I recently finished hiking about 1100 miles of the Pacific Crest Trail. I logged GPS data for almost every mile of hiking, including over 100 miles worth of side trails and roads. Before my hike, I found a handy planning utility, Craig’s PCT Planner, which estimates the time required to hike the trail, by using a base hiking speed, plus a time added per 1000 feet of climbing, both of which can be adjusted for a particular hiker. Now that I’m home, I thought it would be interesting to check if this model holds up to my data.
I wrote some fairly simple Python code, which breaks down all the GPS data by kilometer, then plots each kilometer’s climbing and the time it took me to hike it. I did some basic filtering to remove kilometers where I was obviously in a car (since on a few occasions, I forgot to stop it before hitchhiking to town), and removes much of the time I spent stopped on trail. The basic result is shown below, along with linear regression.
Here, each blue dot is one kilometer hiked. The horizontal axis is the meters of ascent, ignoring any descending. So if there was a kilometer where I hiked up 50 meters, then down 50 meters, ending at the same elevation as I started, it will count as 50 meters of climbing here.
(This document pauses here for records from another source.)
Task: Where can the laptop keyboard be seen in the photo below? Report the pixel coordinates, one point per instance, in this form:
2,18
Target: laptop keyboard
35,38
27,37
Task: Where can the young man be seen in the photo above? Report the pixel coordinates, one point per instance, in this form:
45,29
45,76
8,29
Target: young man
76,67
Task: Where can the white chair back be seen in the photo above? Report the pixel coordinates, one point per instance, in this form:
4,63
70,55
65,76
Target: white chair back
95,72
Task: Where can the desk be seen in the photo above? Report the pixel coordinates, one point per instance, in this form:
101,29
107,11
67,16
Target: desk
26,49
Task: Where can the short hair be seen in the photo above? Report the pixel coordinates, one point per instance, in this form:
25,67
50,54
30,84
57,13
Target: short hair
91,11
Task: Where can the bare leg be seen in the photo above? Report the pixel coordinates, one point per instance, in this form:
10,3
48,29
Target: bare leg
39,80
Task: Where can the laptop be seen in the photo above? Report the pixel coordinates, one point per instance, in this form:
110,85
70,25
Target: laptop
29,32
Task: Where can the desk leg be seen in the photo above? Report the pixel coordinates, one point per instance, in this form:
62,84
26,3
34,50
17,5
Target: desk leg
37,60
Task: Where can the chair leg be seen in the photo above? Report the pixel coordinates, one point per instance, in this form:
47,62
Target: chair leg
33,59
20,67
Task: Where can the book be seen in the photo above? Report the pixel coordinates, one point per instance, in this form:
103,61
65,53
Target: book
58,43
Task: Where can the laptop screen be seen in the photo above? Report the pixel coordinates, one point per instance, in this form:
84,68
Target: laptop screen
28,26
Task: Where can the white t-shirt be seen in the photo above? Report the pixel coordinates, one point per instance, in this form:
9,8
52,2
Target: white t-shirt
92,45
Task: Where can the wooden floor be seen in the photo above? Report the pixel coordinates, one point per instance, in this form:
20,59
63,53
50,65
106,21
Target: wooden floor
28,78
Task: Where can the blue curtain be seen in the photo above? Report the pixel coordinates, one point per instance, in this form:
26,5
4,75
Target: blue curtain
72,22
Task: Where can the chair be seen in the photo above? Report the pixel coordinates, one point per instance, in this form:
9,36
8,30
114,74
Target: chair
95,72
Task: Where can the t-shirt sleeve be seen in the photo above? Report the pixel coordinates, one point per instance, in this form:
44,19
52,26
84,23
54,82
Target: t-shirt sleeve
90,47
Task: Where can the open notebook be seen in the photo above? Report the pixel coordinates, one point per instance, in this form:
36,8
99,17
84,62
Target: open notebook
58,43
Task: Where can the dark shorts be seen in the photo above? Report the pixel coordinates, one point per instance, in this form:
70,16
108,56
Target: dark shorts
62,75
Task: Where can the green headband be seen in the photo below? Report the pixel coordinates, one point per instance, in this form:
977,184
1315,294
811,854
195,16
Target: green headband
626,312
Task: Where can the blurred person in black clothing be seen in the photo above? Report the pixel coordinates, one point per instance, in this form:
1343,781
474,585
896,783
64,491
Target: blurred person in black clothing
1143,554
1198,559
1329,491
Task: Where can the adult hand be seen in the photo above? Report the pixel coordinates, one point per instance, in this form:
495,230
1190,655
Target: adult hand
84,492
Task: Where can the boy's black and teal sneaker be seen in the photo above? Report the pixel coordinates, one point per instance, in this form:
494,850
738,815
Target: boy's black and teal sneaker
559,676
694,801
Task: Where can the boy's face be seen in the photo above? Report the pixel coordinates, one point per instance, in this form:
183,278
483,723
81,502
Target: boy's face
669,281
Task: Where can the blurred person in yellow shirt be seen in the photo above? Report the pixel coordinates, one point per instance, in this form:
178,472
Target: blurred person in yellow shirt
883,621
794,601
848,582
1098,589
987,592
The vertical axis is the time it took me to hike that kilometer. The red line is a line of best fit, using the built-in polynomial fitting function from NumPy:
So it looks like modeling my hiking as a base speed (the y-intercept), plus an amount of time per meter of climbing (the slope) is pretty reasonable, and I think it lends credence to the usefulness of the planner.
But it’s fun to try tweaking the model! So far, we’ve completely ignored any descending, which presumably can affect my hiking speed as well. One way to account for this is to look at the net elevation change (so the hypothetical 50m up and 50m down km would be 0m on this graph):
This shows that, compared to no elevation change, my typical speed is higher when I lose a little elevation and slower when I lose a lot of elevation over a km. The linear relationship doesn’t look as good here. But this still includes kilometers where I have both a lot of climbing and a lot of descending.
If we remove all kilometers where both climbing and descending are above 20m, (so we don’t have to worry about mixing up the effects of climbing and descending, or the total descending is greater than 40m, we get a nice, reasonably linear relationship which extends below zero net climbing:
Doing the same thing, but for more than 40m of descending, we have this:
So it looks like my hiking speed while descending increases less at higher grades and is less well-predicted by the grade. This matches my experience while hiking—sometimes I would be able to move pretty quickly on steep descents, but sometimes I had to move slowly because of rocky terrain or snow or something. For steep grades while climbing, I was already moving slowly and it’s easier and less dangerous to hike up than down on things like trails cut into scree fields.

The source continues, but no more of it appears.